Speaker 3 - 47:10 I think we kind of discussed a lot of things within shifting right. I think the key goal in shifting right and understanding monitoring in response of it is having the visibility into your assets and having visibility into the monitoring because obviously you can’t respond to something that you can’t see. And then we discussed building muscle memory and practicing scenarios to understand the root cause and look at the incidents downstream and continually reengineering your playbooks to inform the future paths and future succession is key into our sort of environment. So I guess that’s sort of the main things that we should take forward.

Speaker 2 - 48:10 Yeah, I’d say that generally the entire industry of application security has to do a lot and to come up with some better tooling to allow a lot of the testament that we want, but that we want to have to issues that we find from right to left, wherever. But when we come to the entire part of security grown in shift left and can attribute a lot of information, but it’s now lacking the kind of right context for that information that we should get from shift right. And also that everything needs to be treated as a whole. So you have to understand how any incident, you can’t just resolve it. You need to go back and understand how it relates to practices, how it relates to current tooling. It’s not just something to fix and forget and you should leverage it wherever you can.

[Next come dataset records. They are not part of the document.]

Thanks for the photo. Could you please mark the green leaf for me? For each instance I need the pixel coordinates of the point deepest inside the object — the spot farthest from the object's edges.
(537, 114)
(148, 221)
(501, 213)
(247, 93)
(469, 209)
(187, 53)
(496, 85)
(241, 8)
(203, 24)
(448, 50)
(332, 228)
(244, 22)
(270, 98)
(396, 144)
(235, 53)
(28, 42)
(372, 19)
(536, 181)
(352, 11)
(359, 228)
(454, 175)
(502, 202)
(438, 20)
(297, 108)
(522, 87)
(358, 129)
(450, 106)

Speaker 1 - 49:20 My point is that I do that during incident because it’s when there’s a lot of energy on it. And I feel that my last thought for me is that I think Gen AI is going to allow us to connect those dots in a way that before was just impossible. Allow us to create context of context all verified by humans, of course, but allow us to have a scalability level that we can never before. Great, guys. Well, this went really fast. It’s really cool. Okay, another topic and I see you guys in the next sessions.

Speaker 3 - 49:48 Yes, see you. Thank you.